A column in Bloomberg BusinessWeek, July 2014 at 10, argues against House Republicans’ efforts to prevent the Department of Education from collecting and publishing data on college costs. Without good information on such matters as all-in costs of attending a school or graduation rates, prospective students will be left mostly in the dark.
The column brought to mind that when governments require data to be submitted and make it available to the public, the data is much more reliable, comprehensive, and timely than data collected by other means. Voluntary efforts lead to low compliance and selection bias; efforts by publishers or players in a market can never reach a government agency’s level of certitude; and privately collected data is, well, private. If you want data collected over time so that you can tease out trends, the problems of non-governmental data are magnified.

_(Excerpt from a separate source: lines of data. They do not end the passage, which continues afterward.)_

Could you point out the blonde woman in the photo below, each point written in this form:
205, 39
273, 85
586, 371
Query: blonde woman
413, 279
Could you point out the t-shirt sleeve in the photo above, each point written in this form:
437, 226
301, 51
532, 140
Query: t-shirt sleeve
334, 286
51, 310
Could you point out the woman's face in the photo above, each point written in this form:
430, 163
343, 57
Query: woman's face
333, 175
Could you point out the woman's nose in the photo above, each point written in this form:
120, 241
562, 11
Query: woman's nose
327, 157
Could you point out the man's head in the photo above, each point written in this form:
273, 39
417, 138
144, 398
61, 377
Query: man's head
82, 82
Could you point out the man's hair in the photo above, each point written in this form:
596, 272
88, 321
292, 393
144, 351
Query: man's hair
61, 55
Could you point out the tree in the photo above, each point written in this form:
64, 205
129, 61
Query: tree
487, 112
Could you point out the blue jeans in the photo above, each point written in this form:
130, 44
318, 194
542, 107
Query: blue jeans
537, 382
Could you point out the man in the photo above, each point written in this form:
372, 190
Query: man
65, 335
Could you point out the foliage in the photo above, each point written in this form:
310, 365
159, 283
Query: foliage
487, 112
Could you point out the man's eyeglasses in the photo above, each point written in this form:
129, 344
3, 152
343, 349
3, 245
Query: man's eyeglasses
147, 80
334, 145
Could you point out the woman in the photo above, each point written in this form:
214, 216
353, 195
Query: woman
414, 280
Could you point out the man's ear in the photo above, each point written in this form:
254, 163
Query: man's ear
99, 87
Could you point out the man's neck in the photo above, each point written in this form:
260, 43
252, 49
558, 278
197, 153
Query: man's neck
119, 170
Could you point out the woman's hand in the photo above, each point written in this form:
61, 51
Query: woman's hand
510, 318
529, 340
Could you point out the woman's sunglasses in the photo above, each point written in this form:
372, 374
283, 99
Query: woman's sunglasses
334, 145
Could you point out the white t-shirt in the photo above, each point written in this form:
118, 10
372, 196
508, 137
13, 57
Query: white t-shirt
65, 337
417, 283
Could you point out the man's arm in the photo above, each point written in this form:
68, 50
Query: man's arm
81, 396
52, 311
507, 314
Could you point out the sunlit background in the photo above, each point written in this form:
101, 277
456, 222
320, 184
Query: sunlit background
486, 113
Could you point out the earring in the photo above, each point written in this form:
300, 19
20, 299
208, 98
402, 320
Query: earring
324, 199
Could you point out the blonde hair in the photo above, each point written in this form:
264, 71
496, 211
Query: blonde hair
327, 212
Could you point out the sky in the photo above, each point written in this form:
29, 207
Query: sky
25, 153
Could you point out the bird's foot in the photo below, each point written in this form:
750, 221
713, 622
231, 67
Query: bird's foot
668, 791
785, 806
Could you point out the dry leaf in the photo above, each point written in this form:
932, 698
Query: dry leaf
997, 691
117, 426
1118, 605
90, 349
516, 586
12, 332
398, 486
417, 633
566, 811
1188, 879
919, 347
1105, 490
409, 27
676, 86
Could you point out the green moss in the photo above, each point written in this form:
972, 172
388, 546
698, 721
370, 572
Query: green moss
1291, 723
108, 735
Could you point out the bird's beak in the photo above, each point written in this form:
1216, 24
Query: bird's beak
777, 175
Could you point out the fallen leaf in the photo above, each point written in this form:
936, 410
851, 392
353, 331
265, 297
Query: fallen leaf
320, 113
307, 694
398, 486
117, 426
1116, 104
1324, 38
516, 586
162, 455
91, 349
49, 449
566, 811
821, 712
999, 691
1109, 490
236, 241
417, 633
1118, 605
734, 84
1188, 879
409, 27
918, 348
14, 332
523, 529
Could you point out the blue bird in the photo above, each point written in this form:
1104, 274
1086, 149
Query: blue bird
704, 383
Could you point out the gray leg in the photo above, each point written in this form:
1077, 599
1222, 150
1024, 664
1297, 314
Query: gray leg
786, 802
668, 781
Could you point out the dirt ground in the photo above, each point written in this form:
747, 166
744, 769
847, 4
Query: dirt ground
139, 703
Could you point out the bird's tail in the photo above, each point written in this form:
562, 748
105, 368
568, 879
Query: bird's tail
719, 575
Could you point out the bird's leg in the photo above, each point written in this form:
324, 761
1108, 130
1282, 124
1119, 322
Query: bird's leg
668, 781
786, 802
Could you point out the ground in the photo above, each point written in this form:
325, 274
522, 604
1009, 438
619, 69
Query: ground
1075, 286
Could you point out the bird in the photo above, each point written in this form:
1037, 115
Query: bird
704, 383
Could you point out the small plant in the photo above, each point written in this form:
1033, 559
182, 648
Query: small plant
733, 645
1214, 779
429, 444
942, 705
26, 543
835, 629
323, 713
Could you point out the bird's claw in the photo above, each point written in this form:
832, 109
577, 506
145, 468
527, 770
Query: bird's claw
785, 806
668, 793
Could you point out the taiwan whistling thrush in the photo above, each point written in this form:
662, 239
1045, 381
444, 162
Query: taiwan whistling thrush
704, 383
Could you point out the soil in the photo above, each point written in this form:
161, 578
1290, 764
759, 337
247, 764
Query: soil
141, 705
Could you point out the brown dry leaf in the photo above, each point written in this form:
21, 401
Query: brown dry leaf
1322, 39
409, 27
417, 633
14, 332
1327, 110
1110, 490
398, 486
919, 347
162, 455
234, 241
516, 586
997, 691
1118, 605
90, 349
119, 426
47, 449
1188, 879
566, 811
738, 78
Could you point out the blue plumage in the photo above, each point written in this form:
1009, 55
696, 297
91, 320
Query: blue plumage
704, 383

To my knowledge, no Federal or state government agency obtains and makes public any information about either corporate legal departments or private law firms. There is data about the legal industry sector and labor numbers (employees, gross revenue, possibly numbers of firms) but nothing else. Particularly, data is lacking about individual law firms. You can painfully extract some data from sources such as EDGAR filings or patent applications, but the collecting agencies are not focused on metrics regarding legal industry participants.
The best legal-industry analysts can obtain comes from their own efforts or the data collection of others, flawed and incomplete though they may be. Even with that somewhat pessimistic summary, I stoutly maintain that much more can be learned from legal industry data sources and analyses.